„Romantyczna historia, która stała się prawdą”. Kamil Kiereś i jego trzy lata w Górniku Łęczna

09.04.2022

Trzy lata bez jednego miesiąca Kamil Kiereś był trenerem Górnika Łęczna. Wydaje się, że tuż obok stadionu można byłoby postawić pomnik trenerowi, który osiągnął niebywałe sukcesy z klubem z Lubelszczyzny. Czas się przyjrzeć, jak wyglądała jego praca zielono-czarnych barwach.
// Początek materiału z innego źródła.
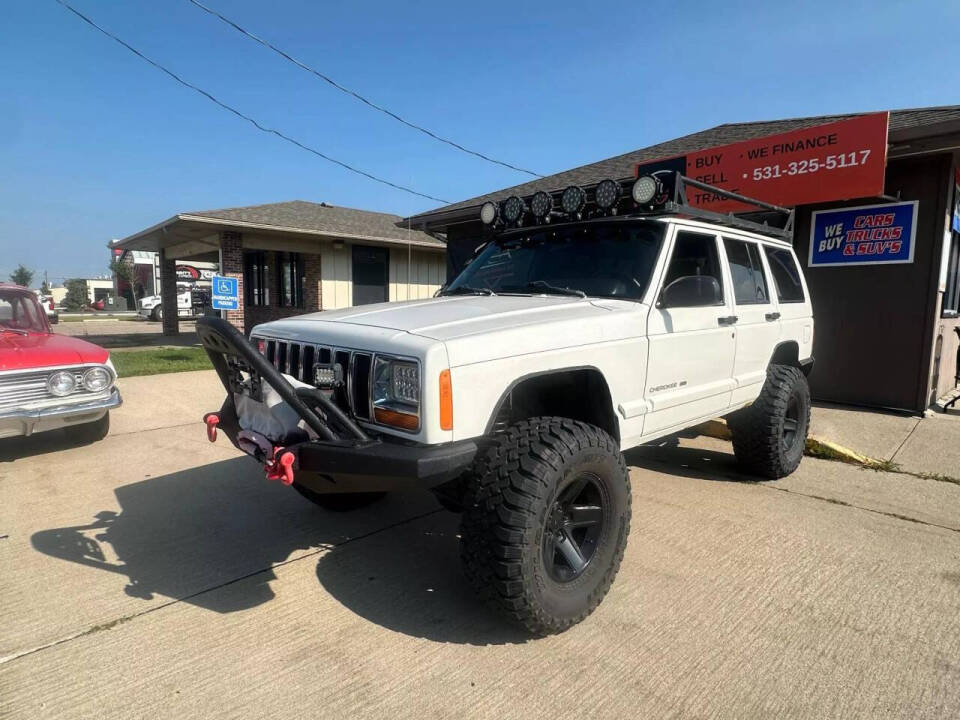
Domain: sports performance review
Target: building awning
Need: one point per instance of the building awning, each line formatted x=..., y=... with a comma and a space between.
x=197, y=234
Kamil Kiereś nie doczekał setki meczów ligowych. Jego bilans to 97 meczów ligowych oraz 10 pucharowych. Być może niektórzy statystycy teraz będą nas linczować, że dwóch meczów barażowych nie powinno się zaliczać do bilansu ligowego. Mimo wszystko były związane z ligą, dały awans pod kątem klas rozgrywkowych, więc spokojnie możemy tutaj wpisać te spotkania.

Jeśli pracę Kamila Kieresia w Górniku miałbym określić jednym słowem, bezsprzecznie byłoby to słowo sukces. Wyłącznie w tej kategorii należy rozpatrywać dwa awanse z rzędu. Dwa awanse klubu, który lata finansowego „eldorado” miał już dawno za sobą. Klubu, który wiele osób już pogrzebało, a on sam zmagał się ze swoimi problemami. Klubu, który w żadnym z sezonów nie był murowanym kandydatem i klubu, którego kadra nie robiła wielkiego „wow”mówi Łukasz Szczepaniak, kibic Górnika, oglądający 100% meczów zielono-czarnych od dawna.

Skoro tak zaczynamy, czas na chronologiczny przegląd pracy trenera w Łęcznej!

Początek stabilizacji

Kamil Kiereś przejął zespół zaledwie kilka dni po zakończeniu sezonu 2018/2019. Wtedy Górnik Łęczna zajął 9. miejsce w II lidze. W ostatniej kolejce rozbił awansujący do pierwszej ligi Radomiak 5:2, ale nie zmieniło to faktu, że łęcznianie mieli wtedy kompletnie nieudany sezon. Zresztą to były rozgrywki, w których zielono-czarnych prowadziło… czterech trenerów. Rozpoczął Rafał Wójcik, zwolniony na początku października. Jako „strażak” wskoczył Sławomir Nazaruk. Jego zmienił z kolei Franciszek Smuda na początku listopada. Były selekcjoner wytrwał do kwietnia, gdy stery przejął Marcin Broniszewski, kończąc rozgrywki.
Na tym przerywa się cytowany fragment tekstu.